Fifty years ago, the Gurdon Go-Devils football team won its last game over the Arkadelphia Badgers.

Fifty years ago, the Gurdon Go-Devils football team won its last game over the Arkadelphia Badgers.
On Friday night Oct. 27, 1967 the Arkadelphia High School Badgers senior high football team traveled to Gurdon to take on the Gurdon Go-Devils in their rivalry game.
The game was played on the old Gus Brown field before a packed crowd. Gurdon won the game 7-0, as Senior running back Donnie Griffin scored on a dive play over the left side of the line from about 40 yards out. There is an old post oak tree that stands today which was over 18 inches in diameter back then. It was located not more than four feet from the corner of the end zone on the concession stand end of the field. Griffin circled the tree after scoring the touchdown although Coach Henry Miller had told him not to being doing that.
The old field has since been abandoned, but the ticket houses, border fencing and the old post oak tree still stand. Gurdon won many games in the long series with Arkadelphia in those days.
During the last years of the series that ended in September 1969, Gurdon won in 1964 (54-25) and 1966 (6-0), both at HSU Haygood Stadium, which is where Arkadelphia played its home games.
The 1967 game, played at Gurdon was the last time Gurdon would beat Arkadelphia in High School football, which was a half century ago this Friday night.
Starting on offense for Gurdon that night was: senior left end David Bryan, senior left tackle Charles Campbell, senior left guard J.L. Griffin, junior center Roy Bear, senior right guard Larry Torgeson, senior right tackle Donald Benson, sophomore right end Gary Gober, senior quarterback Wayne Peeples and running backs Donnie Griffin; senior, juniors Jimmy Marshall and Tommy Key and sophomore John Thomas.
Many of these also started on defense in those days, as most starters played the whole game for Gurdon. But many of our opponents were much larger schools that used two-platoon players who played only defense or offense.
Those who were starters on defense or played a lot both ways, but not mentioned on the offense were: senior nose guard Randy McClure, junior cornerback Kenny Allen, junior end Donald Hatley and sophomore linebacker Jerry Griffin.
Gurdon was the smallest A classification school in the state back then, yet played much larger schools. Of 11 games on their schedule, only three were smaller schools.
Camden Fairview had more students per class than Gurdon had in their entire high school. Both Fairview and Arkadelphia were AA classification schools. Mena moved up to AA the next year.
The 7A conference that year (with many of the same schools that are now the 7-4A conference of 2017, Mena, Nashville, Ashdown) was the following schools: Prescott, Nashville, Ashdown, DeQueen, Mena and Gurdon.
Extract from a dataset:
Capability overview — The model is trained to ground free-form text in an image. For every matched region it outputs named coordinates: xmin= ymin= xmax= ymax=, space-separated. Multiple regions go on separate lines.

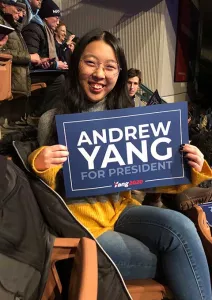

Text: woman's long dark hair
xmin=63 ymin=29 xmax=132 ymax=113
xmin=49 ymin=29 xmax=133 ymax=144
There was no state playoffs until 1970, but the associated press voted the state champion in each classification. Nashville was the state champion in Class A in 1967.
Gurdon lost a very close game to Nashville at their field on Sept. 22 by a score of 6-0. The lone score came late in the fourth quarter on a quarterback sneak by James Turley from one foot out. That was as close of a game as it can get. There were no overtime games back then, so the game with Hot Springs Lakeside ended in a tie 13-13.
Instead of burning the Curly Wolves as they do now, the big event in those days was to burn the Badger the night before the game. It was a very intense rivalry and there would usually be fights during the game and lots of injuries.
In 1966 Gurdon had only 16 players on the squad when they played Arkadelphia at Haygood Stadium. Arkadelphia must have dressed out 60 players.
During the first half, which ended scoreless, junior left tackle, Charles Campbell had cracked cartilage in his nose and would not play the second half.
Also, junior quarterback Wayne Peeples had broken ribs and was lost for the remainder of the game. Sophomore Jimmy Marshall came in at quarterback.
In the fourth quarter senior right halfback Terry Hughes scored from about 40 yards out on a sweep to the right side, running towards the highway end of the old Haygood Field (the center of the old field was just sand, as both college and high school played and practiced on the field. Those long steel cleats ate up the grass and left nothing but sand in the middle portion of the field. The HSU Flight School stands today where the visitor side bleachers ended and near the front gate and end of the old field were then).
At the time Hughes scored Gurdon only had three reserve players, two coaches and a manager left on their sidelines. Gurdon won 6-0.
The 1968 game was played in the new HSU stadium. Arkadelphia won 35-9. This was the year that Bill Vining was a sophomore and Arkadelphia was a great, but very young team.